No surprises from the Federal Reserve
Yesterday we suggested that opinions claiming more dovish Fed might be inaccurate. The Federal Reserve kept the perspective to increase interest rate in mid-2015 noting a significant economic progress. It strengthened the dollar and push the EUR/USD lower below 1.1300.
In line with expectations Janet Yellen and her colleagues kept the promise to be “patient” before they start normalizing the monetary policy. It means that at least for two months the rates are set to remain at zero level.
Concerning the US economy the FOMC was much more bullish than in October. The overall activity was raised from moderate to solid first time since the financial crisis ended. Additionally the Committee also noted a “strong” job market and that “recent declines in energy prices have boosted households purchasing power. All arguments should be considered as pretty hawkish and rather brining the Fed closer to the interest rates hikes.
Slightly more dovish were on the other hand comments on the inflation. “Inflation has declined further below Committee's long-run-objective, largely (previously “partly”) reflecting declines in energy prices. Despite the fact that there were no clear suggestions that lower CPI may push the Fed to wait longer to normalize the monetary policy it should be noted that “market-based measures of inflation compensation have declined substantially in the recent months”. However, we wrote that this time the Fed may “trick” the market and the fixed income instruments do not have to be particularly right regarding the prolonged period of lower interests rates.

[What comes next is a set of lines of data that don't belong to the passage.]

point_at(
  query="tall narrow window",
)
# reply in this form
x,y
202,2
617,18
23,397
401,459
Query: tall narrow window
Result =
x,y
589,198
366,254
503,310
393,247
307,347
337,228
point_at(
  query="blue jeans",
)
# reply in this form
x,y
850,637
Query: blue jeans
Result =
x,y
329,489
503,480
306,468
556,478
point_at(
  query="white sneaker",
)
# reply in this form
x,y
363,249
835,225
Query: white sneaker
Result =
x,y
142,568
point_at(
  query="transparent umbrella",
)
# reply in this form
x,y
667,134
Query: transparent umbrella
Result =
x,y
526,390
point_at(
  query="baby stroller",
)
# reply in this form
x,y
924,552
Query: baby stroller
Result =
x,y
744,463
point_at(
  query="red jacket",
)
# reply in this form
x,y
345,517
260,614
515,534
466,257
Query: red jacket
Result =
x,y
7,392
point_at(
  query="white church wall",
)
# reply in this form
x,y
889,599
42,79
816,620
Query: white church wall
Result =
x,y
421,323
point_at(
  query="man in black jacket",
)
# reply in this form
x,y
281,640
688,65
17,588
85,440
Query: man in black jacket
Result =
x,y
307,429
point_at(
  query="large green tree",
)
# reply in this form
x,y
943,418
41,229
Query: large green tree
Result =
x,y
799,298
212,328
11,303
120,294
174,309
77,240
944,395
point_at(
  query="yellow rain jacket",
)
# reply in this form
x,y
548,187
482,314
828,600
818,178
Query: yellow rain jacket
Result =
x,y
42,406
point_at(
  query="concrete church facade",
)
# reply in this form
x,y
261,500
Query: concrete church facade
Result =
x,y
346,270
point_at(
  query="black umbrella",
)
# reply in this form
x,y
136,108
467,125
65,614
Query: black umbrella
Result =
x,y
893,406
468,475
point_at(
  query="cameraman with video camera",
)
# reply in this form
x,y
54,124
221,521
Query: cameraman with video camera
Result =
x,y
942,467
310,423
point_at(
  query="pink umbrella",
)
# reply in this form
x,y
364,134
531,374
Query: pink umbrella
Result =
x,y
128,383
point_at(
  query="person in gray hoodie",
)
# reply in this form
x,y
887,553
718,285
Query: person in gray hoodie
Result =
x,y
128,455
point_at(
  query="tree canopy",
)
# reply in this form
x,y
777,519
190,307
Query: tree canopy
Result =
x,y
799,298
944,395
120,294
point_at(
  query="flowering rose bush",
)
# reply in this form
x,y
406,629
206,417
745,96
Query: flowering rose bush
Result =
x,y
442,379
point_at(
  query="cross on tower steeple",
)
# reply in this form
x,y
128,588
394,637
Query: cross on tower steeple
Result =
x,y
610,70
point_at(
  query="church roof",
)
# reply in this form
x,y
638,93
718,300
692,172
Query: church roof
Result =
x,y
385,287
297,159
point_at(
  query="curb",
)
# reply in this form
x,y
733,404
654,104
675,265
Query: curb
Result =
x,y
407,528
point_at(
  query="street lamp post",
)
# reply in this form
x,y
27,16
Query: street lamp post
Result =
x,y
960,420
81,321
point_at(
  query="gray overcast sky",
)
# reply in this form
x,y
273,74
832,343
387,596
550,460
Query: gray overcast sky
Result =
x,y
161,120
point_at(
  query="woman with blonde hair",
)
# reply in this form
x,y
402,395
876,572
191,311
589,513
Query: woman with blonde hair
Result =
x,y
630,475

Just after the new Greek government was formed the new administration started to fulfill its election promises. The privatization program has been paused and it was announced that thousands of administration officials who had been fired during the austerity program are expected to get back their jobs.
This action goes against the agreement with Troika and previous government promises. Greeks are also looking to establish better contacts with the Kremlin what was actually event picked up by the Russian administration before the elections results. The agriculture ministers offered Greece that if Athens withdraws from the UE the sanctions on food are going to be lifted.

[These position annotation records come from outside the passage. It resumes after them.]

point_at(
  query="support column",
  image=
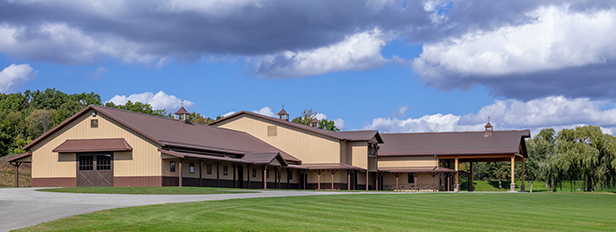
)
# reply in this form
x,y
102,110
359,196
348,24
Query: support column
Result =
x,y
471,187
264,177
348,180
180,177
200,173
234,179
249,174
512,174
456,186
523,186
218,174
367,180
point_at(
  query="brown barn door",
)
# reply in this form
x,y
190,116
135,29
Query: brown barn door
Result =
x,y
95,170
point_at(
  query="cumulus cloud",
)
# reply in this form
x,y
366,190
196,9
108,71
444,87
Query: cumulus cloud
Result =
x,y
361,51
551,112
511,58
98,73
265,111
159,101
14,74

It is hard to say whether it is only a negotiation strategy of the new administration or Athens is really on the verge of changing its whole policy. Currently the first scenario seems to be much more probable especially that the finance ministry is talented economist who wrote several books on “game theory” which is a solid base knowledge of more complex negotiations.
Foreign markets in a few sentences
The EUR/CHF appreciation helped the EUR/USD to return toward 1.1300. It does not mean that the dollar is set to weaken in the following hours. The market is going to wait for the Friday's data on US economy and euro zone inflation. Much more important is going to be the GDP from the States. If it rises above 4.0% we should to expect more “greenback” appreciation.
Capital inflow to Poland
The Bloomberg agency “speculates” whether the zloty is going to be a good destination for the portfolio capital inflow. This may be the case if the MPC does not cut interest rates claims PineBridger investments managing 73 billion USD on fixed income instruments.
We have noted that many times in our analysis. As a result the MPC will be closely looking on the zloty rate and if the EUR/PLN remains above 4.15 till the February rate meeting than governor Belka and his colleagues are going to wait till March to loosen the monetary policy.
It is also worth to note that the Committee meeting is on Wednesday. If the MPC remains pretty neutral (similar stance as in January) than in the current environment the capital inflow may be really fast and can push the EUR/PLN toward 4.10 in February. Moreover it should also push the CHF/PLN deep below 4.00 mark.
Today the CHF/PLN is going to be the most volatile pair. Weakening franc toward the euro in a scenario of relatively stable EUR/PLN increases the probability that the CHF/PLN is going to remain within 4.05-4.10 range for the whole day.